After a minute or two my legs began to cramp and I had to shift positions. The room was very quiet now that our hosts were setting up so I became very conscious of my shifting and shuffling. Even in this state of discomfort I was able to reflect on how ironic it was that in this Zen ritual – where one is meant to feel relaxed and calm in the atmosphere created by the simple setting and the ambience of tea cooking on the hearth – I felt tense and sore. I decided I had to just grin and bear the pain.
There are a number of schools of tea ceremony, each following a different set of rules and procedures. It was evident, from the careful manner in which the women prepared the tea, that it is a much defined practice.
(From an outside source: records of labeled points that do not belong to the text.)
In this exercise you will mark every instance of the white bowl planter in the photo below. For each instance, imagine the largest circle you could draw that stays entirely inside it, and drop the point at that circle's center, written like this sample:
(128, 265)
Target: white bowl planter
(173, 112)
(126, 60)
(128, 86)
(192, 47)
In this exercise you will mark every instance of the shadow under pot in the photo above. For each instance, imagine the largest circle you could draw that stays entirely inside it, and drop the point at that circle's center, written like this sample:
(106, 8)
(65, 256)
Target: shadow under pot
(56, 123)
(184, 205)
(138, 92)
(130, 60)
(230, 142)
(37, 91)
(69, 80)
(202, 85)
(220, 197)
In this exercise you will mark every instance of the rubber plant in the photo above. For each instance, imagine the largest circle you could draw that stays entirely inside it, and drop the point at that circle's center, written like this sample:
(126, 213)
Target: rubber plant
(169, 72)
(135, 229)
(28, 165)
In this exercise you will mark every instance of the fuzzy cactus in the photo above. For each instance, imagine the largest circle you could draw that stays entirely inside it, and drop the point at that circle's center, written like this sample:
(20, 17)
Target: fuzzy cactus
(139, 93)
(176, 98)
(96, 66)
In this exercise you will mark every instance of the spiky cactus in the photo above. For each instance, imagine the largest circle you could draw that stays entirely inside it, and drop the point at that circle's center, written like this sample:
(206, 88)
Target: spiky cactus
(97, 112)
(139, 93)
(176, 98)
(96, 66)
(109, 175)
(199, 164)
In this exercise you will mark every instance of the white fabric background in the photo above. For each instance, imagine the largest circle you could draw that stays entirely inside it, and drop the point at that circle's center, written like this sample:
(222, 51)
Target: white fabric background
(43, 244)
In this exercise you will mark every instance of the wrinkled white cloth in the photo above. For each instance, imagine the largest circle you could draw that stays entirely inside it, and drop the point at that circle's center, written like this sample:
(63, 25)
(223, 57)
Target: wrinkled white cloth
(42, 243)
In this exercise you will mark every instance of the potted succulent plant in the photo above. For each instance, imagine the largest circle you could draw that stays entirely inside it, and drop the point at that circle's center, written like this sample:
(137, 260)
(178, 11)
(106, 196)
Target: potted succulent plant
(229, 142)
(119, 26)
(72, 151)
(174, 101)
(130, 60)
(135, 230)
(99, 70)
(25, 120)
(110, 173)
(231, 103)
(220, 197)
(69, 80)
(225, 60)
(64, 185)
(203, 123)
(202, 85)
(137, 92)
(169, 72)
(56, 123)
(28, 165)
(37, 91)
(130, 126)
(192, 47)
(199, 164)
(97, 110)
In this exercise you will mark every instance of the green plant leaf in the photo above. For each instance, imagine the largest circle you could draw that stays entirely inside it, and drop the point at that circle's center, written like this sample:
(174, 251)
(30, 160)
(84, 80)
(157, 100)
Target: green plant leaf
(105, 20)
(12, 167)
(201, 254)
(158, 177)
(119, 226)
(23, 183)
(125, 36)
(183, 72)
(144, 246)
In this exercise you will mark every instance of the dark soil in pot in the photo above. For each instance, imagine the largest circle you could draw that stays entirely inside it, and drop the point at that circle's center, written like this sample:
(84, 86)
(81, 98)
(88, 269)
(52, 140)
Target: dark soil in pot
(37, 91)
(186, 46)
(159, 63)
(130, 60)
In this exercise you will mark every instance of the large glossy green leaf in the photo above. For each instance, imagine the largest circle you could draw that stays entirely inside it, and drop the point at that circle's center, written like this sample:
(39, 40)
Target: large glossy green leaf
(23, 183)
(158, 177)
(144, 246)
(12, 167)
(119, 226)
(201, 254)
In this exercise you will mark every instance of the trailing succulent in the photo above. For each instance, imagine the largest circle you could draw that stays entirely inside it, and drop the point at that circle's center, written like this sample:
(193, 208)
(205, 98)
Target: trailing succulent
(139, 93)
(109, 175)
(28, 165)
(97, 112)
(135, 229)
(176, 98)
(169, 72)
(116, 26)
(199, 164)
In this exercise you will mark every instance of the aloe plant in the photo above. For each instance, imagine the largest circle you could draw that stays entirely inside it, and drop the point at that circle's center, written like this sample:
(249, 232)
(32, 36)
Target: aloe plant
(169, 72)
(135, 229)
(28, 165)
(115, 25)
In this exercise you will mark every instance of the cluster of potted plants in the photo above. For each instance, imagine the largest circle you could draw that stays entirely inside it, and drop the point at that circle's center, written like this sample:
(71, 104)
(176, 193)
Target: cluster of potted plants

Each bowl and every piece of the tea making kit was wiped with the appropriate piece of cloth and performed with exact movements.
Before the tea arrived we were served three bite sized sweets made from rice. The sweets were of a soft, pasty texture and took some time to consume. In fact it did not seem like food at all and realizing I could not eat my share I surreptitiously wrapped it in paper and stuffed it into my pocket. Not very Zen, it must be said.
The tea came next. It was brought out in small bowls and handed to guests in a ritualistic manner. Bowls had to be rotated and bows exchanged between guest and host, guest and guest. I took note of the ritual and, when my turn came, tried hard to replicate it. I was surprised by the colour and texture of the tea. It was of the matcha variety. Brought into Japan in the 12th century by a monk returning from China, matcha is unique in that it is ground into a powder and unfermented. It was thick, frothy and fluorescent green but tasted fresh and sweet.
Once the tea had been consumed all bowls were collected and the tea making utensils were washed and wiped, again following a ritualistic method. Guests were then summoned to the area where the tea had been prepared and shown the various equipment and utensils used in the process. By this time, having sat seiza style for more than ten minutes, my legs had thoroughly fallen asleep and I could only manage a pitiful limp. After taking photos and talking with our hosts we were then led out of the tea room and back to the main entrance of the castle. As I shuffled along, I seriously doubted whether I had successfully attained a state of Zen.